We often want to tell someone what another person has said to us. In most cases we do not report the exact words that we hear. Instead we make some changes so that what we say sounds more natural. This is called reported speech (or indirect speech). Here are some examples:
- Miho told me that she's returning to Japan next year.
- He said that you're angry with me.
- The teacher told me to go to the office.
- She asked if you were feeling better.
- She wanted to know if I had ever ridden a horse.*
* In writing, particularly in fiction writing, it is common to use direct speech: She asked me: "Have you ever ridden a horse?" Please note, however, that direct speech is most unusual in spoken language.

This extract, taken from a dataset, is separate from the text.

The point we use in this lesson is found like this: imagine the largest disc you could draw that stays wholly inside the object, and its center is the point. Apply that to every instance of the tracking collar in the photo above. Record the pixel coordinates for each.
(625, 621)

Reported speech can also include thoughts or words that are the reporter's summary of what was said. Here are some examples:
- I wonder if she can come to my party.
- I don't know why he shouted at me.
- Do you think that she likes me?
- She begged me not to tell the teacher.
- She apologized for being late.
- John realized that he had left his violin on the bus.*
- She persuaded me to tell her my secret.**
* In the last sentence, it may be that John never said anything like: "I realized that I'd left my violin on the bus." The reporter, in relating what John told him, is summarizing what happened to John in the reporter's own words. This is a common aspect of reported speech. (The same applies to sentence example **.)
As noted above when we report words or thoughts we need to make some changes to make what we say sound natural. Some of these changes may be as easy as changing pronouns or correcting time references:
- "I can't come to your party." - She said she can't come to my party.
- "My mother called me today." - He said his mother called that day.
In many cases more extensive changes are needed to produce correct and natural-sounding reported speech, particularly when reporting questions or commands. Here are some examples:
- "Do you have children?" - He asked me if I have children.
- "Did you go to the party?" - She wanted to know if I went to the party.
- "What's the time?" - She asked me what the time was.
- "Please speak more slowly!" - She requested that I speak more slowly.
- "Do not open that box!" - She told me not to open the box.
The main problem for the learner of English is to decide which tense is needed for the verb(s) in what is reported. Generally, English speakers do not change the tense if what is said is still true or has not happened yet, and they believe the speaker. For example:
- "I don't feel very well." - She said she doesn't feel very well. (at the time of my reporting this fact - shortly after hearing it - I know that it is still true)
- "I'm returning to Japan in August." - He said he's returning to Japan in August. (I am reporting this fact in April and I have no reason to disbelieve him)
- "I hate doing grammar exercises!" - She told me that she hates doing grammar exercises. (she told me this a few months ago but I'm sure that it is still true)
There are often cases, however, in which what was said is no longer true, or the reporter does not believe/trust the speaker, or the reporter wants to be neutral (i.e. convey neither belief, nor disbelief in what the speaker said). There are also cases when what was said is still true but the reporter is not interested in conveying any opinion about truth. He or she is more focussed on reporting a past conversation. In all such cases it is usual to shift the tense from present (simple, continuous or perfect) to past (simple, continuous or perfect). It is also usual to shift the tense back in reporting questions in the present perfect. Here are some examples**:
- "I don't feel very well." - She said she didn't feel very well. (she told me this last week and I know she is better now)
- "I'm returning to Japan in August." - He said he was returning to Japan in August. (I am reporting this fact in April, but I don't trust him as he has already told me 3 times he was leaving, and each time it turned out to be incorrect)
- "I hate doing grammar exercises!" - She told me that she hated doing grammar exercises. (she told me this a few months ago but now that she can do them on the internet I know that she has changed her mind)
- "I'll help you move house." - He told me that he would help me move house. (I'm neutral on this: I don't want to imply that I think he will keep his promise; and I don't want to imply that I don't think he will keep his promise)
- "I had an accident on the way to work." - He told me he'd had an accident on the way to work. (the speaker was talking about an accident some time ago - the reporter has shifted the tense from present to past perfect*)
- "Have you done your homework?" - My mother asked if I had done my homework. (she asked me just now and I haven't done my homework - but it is usual to shift the tense when reporting questions in the present perfect)
- "I'm from London." - I told him that I was from London. (it is clearly still true that I am from London, but when reporting what I said I am not interested in emphasing this fact; my concern is to report a conversation that took place in the past and so I use past tense)
* It is common not to shift from past simple to past perfect in reported speech (unless this causes confusion about the sequence in which events happened). So sentences such as: He told me he had an accident on the way to work or She said she didn't enjoy the party ("I didn't enjoy the party.") are perfectly correct.
** Click for a list of formal tense shift rules (External website).
Note: This is a complex aspect of English grammar. Learners who wish to know more are advised to consult a good reference work, such as Collins Cobuild English Grammar, or Swan's Practical English Usage.